Mistakes occasionally turn out to be colossally successful. Can you organize your life to make that possible?
A number of years ago, there was a very well known and respected business man/ lawyer in Washington, D.C. who made hundreds of millions of dollars, primarily held in shares of the company he helped to found and lead. While the company prospered, and he served on its board, he set out to become a significant art collector. Over a number of years, he spent as much as fifty million dollars and established himself as an important collector with a great eye, as well as a major supporter of worthy causes that were very dependent on his help. His tax advisors told him to borrow the money for the collection, which he was well able to do.
(The reason for that was simply that by not selling shares and paying a capital gains tax and waiting for his ultimate death, when all the art and shares would get a new cost basis for estate tax purposes, he would be able to skip all the gains taxes. Smart advice! But…)
The BUT was the big mistake.
Suddenly and unexpectedly the company under his leadership hit upon hard times; its shares fell about 90 percent. He quickly found a new leader, the company soon began to recover, and in due course recovered all its lost value and a lot, lot more.
Meanwhile, the banks that had lent him the fifty million dollars grew worried, as the loans exceeded the value of the shares that had been pledged as collateral. So the banks did the typical friendly banker thing: they called the loans but gave him a bit of time to pay them off.
He then for the first time thought about selling art instead of buying it. He quickly discovered that his collection had become worth more than three times what he had paid. He selectively began to part with, at first, the paintings he least liked and was able to pay the bank well over two-thirds of what he owed within a month or so. By the end of six months he had repaid the loans completely and still had about three-fourths of his fabulous collection.
He had no doubt lost a lot of sleep and some face over the collapse of his baby. But, he never lost faith and never sold of a share of his company’s stock. His community support wavered only briefly. And, in due course over many years the company prospered beyond anyone’s imagination.
After his death, his home, the one that held the collection, became a marvelous pocket museum which has enriched countless visitors and all of Washington.
While this is a very grand example, there is wisdom and advice for everyone.
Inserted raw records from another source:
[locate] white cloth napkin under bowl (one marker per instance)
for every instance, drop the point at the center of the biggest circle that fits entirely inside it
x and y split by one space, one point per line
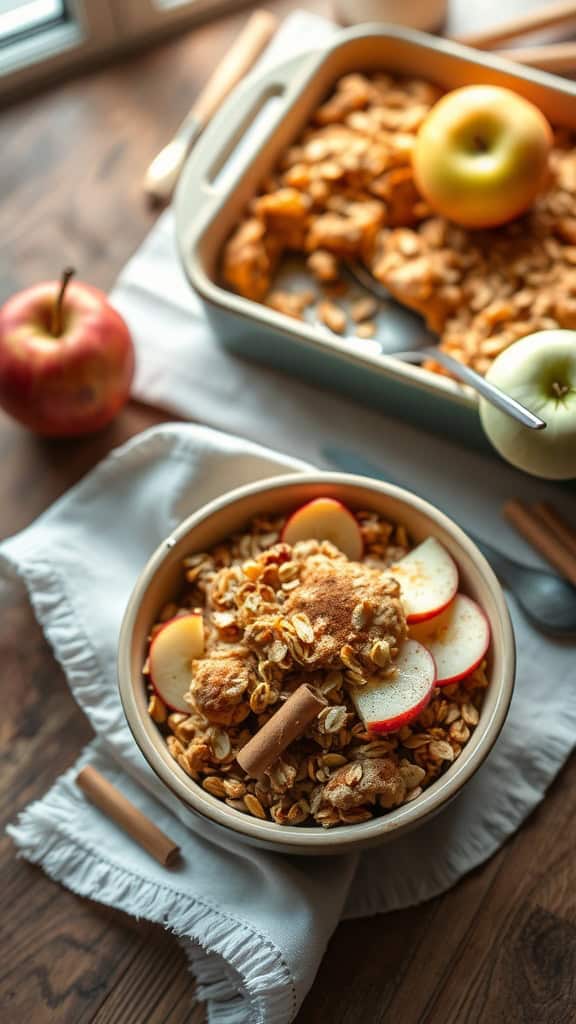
254 925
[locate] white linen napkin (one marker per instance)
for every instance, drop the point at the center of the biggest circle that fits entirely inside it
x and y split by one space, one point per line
255 925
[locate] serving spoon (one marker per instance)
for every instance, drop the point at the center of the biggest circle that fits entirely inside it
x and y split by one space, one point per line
465 374
547 601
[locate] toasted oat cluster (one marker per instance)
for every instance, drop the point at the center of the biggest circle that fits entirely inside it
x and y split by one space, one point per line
345 190
275 616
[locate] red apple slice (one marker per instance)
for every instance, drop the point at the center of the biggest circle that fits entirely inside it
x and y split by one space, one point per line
428 578
457 639
387 705
173 649
326 519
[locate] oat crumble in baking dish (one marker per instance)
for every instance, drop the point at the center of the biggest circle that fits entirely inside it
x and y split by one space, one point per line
271 619
345 190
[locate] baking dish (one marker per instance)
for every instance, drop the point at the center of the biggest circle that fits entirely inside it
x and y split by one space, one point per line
160 580
215 186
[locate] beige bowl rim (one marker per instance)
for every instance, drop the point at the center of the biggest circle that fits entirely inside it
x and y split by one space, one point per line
317 840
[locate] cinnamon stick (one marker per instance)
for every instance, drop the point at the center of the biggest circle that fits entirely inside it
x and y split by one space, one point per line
557 524
289 722
114 804
540 537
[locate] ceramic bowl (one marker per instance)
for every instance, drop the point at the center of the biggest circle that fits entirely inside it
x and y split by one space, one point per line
161 580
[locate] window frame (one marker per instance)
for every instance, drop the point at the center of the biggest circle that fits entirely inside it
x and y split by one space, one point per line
96 30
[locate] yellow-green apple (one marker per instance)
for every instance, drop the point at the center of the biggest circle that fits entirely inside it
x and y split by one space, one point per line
173 649
457 639
540 372
482 156
386 705
326 519
428 580
67 358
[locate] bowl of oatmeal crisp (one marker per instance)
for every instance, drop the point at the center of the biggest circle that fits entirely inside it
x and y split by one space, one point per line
315 663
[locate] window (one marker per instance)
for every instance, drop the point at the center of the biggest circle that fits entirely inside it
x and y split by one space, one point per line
41 38
19 17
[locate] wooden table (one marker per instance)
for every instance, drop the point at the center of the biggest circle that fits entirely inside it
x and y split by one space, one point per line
501 946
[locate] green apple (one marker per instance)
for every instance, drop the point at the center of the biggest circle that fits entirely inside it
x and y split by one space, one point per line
540 372
482 156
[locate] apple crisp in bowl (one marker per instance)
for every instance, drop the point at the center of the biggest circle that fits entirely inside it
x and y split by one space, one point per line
317 667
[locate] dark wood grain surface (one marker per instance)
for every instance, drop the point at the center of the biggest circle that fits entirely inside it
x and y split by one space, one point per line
500 947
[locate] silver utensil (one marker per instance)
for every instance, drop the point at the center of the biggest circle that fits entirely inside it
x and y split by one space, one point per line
164 171
489 391
547 601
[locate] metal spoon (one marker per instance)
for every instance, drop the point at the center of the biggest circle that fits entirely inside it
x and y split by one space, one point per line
489 391
547 601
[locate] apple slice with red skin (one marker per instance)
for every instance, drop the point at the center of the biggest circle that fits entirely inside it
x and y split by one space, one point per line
388 704
325 519
457 639
428 580
173 649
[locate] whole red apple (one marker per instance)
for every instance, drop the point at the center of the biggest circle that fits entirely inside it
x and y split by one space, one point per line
67 358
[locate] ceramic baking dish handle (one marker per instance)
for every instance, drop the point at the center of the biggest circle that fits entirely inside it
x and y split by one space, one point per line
249 117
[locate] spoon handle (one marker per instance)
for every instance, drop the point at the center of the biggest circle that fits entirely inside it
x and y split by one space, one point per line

If a person spends their fun money in consuming expensive food and wine or boats, for example, when bad times come, as they do always predictably, there is less to placate demanding creditors. Diversification and spending primarily on things that can appreciate, AND that provide pleasure at the same time, is usually the safest way to use discretionary money that may be available.
The lesson in all this is that, after all, one can, if one is a bit lucky and shrewd, ‘Have the cake and eat it too’ if you follow the rules.
The person who inspired this story and will live on forever with greatest respect, particularly among people who live in Washington D.C., was David Kreeger, and his company is GEICO, now owned by Warren Buffett.